Culture

Why Pre-Race Pasta Just Doesn’t Work For This Runner

Stephanie Bruce gives a funny yet serious account of things certain runners often miss out on.

image

Our elite athlete blogger has Celiac Disease—and she shares her top-7 real-life struggles, with some properly placed humor, about being a gluten-intolerant runner.

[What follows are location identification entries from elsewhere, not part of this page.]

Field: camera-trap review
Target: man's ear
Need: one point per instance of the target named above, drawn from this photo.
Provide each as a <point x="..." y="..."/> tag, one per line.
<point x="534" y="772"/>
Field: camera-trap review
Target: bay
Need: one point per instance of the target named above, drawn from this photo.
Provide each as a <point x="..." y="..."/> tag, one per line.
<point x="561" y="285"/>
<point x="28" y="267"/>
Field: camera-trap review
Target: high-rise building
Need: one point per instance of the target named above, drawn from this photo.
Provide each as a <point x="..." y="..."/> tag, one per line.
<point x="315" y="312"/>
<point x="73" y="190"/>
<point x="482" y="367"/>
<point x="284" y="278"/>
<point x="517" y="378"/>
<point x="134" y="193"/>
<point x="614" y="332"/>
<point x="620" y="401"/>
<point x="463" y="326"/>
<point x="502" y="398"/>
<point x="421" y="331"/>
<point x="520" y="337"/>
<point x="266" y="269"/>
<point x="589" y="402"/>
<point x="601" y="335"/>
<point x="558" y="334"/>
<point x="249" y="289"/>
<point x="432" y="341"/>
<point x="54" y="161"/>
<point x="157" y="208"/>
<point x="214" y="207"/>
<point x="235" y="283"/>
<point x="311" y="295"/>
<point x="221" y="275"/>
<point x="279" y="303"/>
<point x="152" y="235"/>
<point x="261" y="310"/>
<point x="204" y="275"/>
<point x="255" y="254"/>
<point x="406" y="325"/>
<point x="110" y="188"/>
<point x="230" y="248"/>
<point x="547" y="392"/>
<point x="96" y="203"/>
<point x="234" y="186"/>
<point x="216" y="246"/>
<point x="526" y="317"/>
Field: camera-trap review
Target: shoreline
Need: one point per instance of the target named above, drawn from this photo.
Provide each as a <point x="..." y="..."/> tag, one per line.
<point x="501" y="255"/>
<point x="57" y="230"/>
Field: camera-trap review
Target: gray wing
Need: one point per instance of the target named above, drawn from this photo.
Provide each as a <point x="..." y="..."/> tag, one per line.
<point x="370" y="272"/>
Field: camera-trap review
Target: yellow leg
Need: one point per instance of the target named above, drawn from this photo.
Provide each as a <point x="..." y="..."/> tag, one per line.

1. Pre-race pasta feeds. I get it. Tradition says it’s the night before a race, so stuff your face with some pasta. This has led races to host pasta feeds, and your friends and teammates to make reservations at the Spaghetti Factory. Most nights before races I’m either dining solo at the local thai place, the Whole Foods hot bar or, on some occasions, cooking with my hot plate in the hotel room. Glamorous, I know.
2. Just give a peanut butter and jelly sandwich. One of the easiest snacks to make and travel with is the classic peanut butter and jelly sandwich. Have you ever made a PB&J with gluten-free bread and eaten it hours later? I’ll save you the agony—it’s awful. GF bread does not have the moistness and texture to make it tasty minutes, let alone hours, after it’s made. You either need a microwave or toaster on hand to heat it up, or consume immediately. This convenient and staple snack for runners is a luxury that Celiacs often miss out on.
3. Hotel continental breakfasts. These have disaster written all over them. Whenever we’re booking hotels, whether for race travel or vacation, seeing that breakfast is included is always a nice perk—unless you have Celiac Disease. Most continental spreads provide danishes, muffins, cereals, bagels, croissants, and the best ones have DIY waffle machines. And by best, I mean worst for someone with a gluten allergy.
4. Your run buddies asking “What carbs do you eat?” I love my dear friends, but when the carb question comes out post-run you can’t help but cringe inside. There are hundreds of carbohydrate options out there—you just can’t eat the “traditional” ones runners often reference. Instead of a sandwich, I throw my meat and veggies over rice or corn tortillas. I swap out that pasta bowl for sweet potatoes or potatoes. Hug your friends and say “Thanks for the concern, I got this.”
5. Social pariah. I mentioned most of the problems that occur with dining out, but these are especially true when it comes to post-run brunches, training camps, and race gatherings. Having Celiac Disease is not the worst disease in the world, as there are far worse conditions and illnesses to deal with, but it truthfully can make you feel like an outsider and social pariah when planning. You either stuff your purse full of edible safe snacks and sneak them into your mouth in the midst of your friends buttering their rolls at the table, or stay home.
6. Nutrient replacement. One of the real struggles of being a runner with Celiac is making sure your diet is well-rounded, and you’re getting in most of your vitamins and minerals from nutrient-dense foods. This can be challenging when an entire food group (more with my dairy and egg allergy) limits what you can eat. I have always made it a point to use iron, Vitamin D, and calcium supplements no matter how “great” I think my diet is. Training takes more of a toll on your body, so being Celiac requires a little more attention to your nutritional intake.
7. The Runs. This perhaps pertains more to the runners who don’t know they have the disease yet—so it is worth mentioning. Ever find yourself being that runner who makes your group stop 4-5 times during an hour run to duck into the woods? It’s not because you overloaded on your morning french press; it could be your gut telling you something is off, and you need to investigate. The “runs” is one of the biggest inconveniences a runner with a food allergy struggles with. Don’t accept this just as a normal side effect of the sport; do some research on what you’ve eaten pre-run and what makes your stomach grumpy. If all else fails, pack toilet paper!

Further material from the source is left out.